No pocas veces he tratado de la física cuántica, una de las principales “manos que mecen la cuna” de nuestra civilización, en la que el transistor y los diversos dispositivos electrónicos y ópticos que le siguieron constituyen elementos imprescindibles en el funcionamiento de infinidad de instrumentos con los que nos relacionamos cada día. Pero la aplicación de una de las propiedades de la física cuántica se resistía: la computación cuántica. Mientras que en la computación clásica, la que ahora utilizamos, la información se almacena en bits (0,1), en la cuántica la base son los qubits (quantum bits; cúbits en castellano), con los que se tiene un número mucho mayor de unidades para procesar-almacenar en una computadora. La idea ha estado presente desde hace tiempo y son varios los equipos que pretenden conseguir su aplicación práctica, una tarea extremadamente compleja. El pasado octubre Google anunció que había dado un paso importante en su desarrollo, al construir una computadora cuántica, o mejor un prototipo, que es capaz de realizar en 200 segundos tareas que a la computadora actual más poderosa llevaría, según ellos, 10.000 años realizar.

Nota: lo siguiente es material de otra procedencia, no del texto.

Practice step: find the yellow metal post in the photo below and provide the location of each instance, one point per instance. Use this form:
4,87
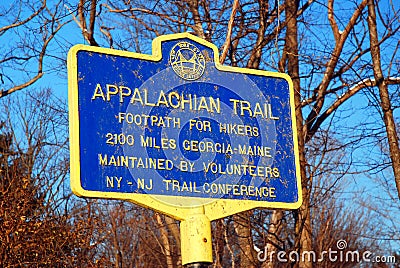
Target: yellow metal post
196,244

Aunque han surgido críticos que cuestionan el logro de Google, de lo que no hay duda es de que se avanza en un dominio cuya culminación tendrá enormes consecuencias, económicas, tecnológicas, científicas y sociales.
Y no he mencionado una cuestión de la que he tratado muchas veces: el calentamiento global, sus causas y posibles soluciones. Pero es que no me apetece finalizar esta ocasión celebratoria con una nota triste, o mejor frustrante.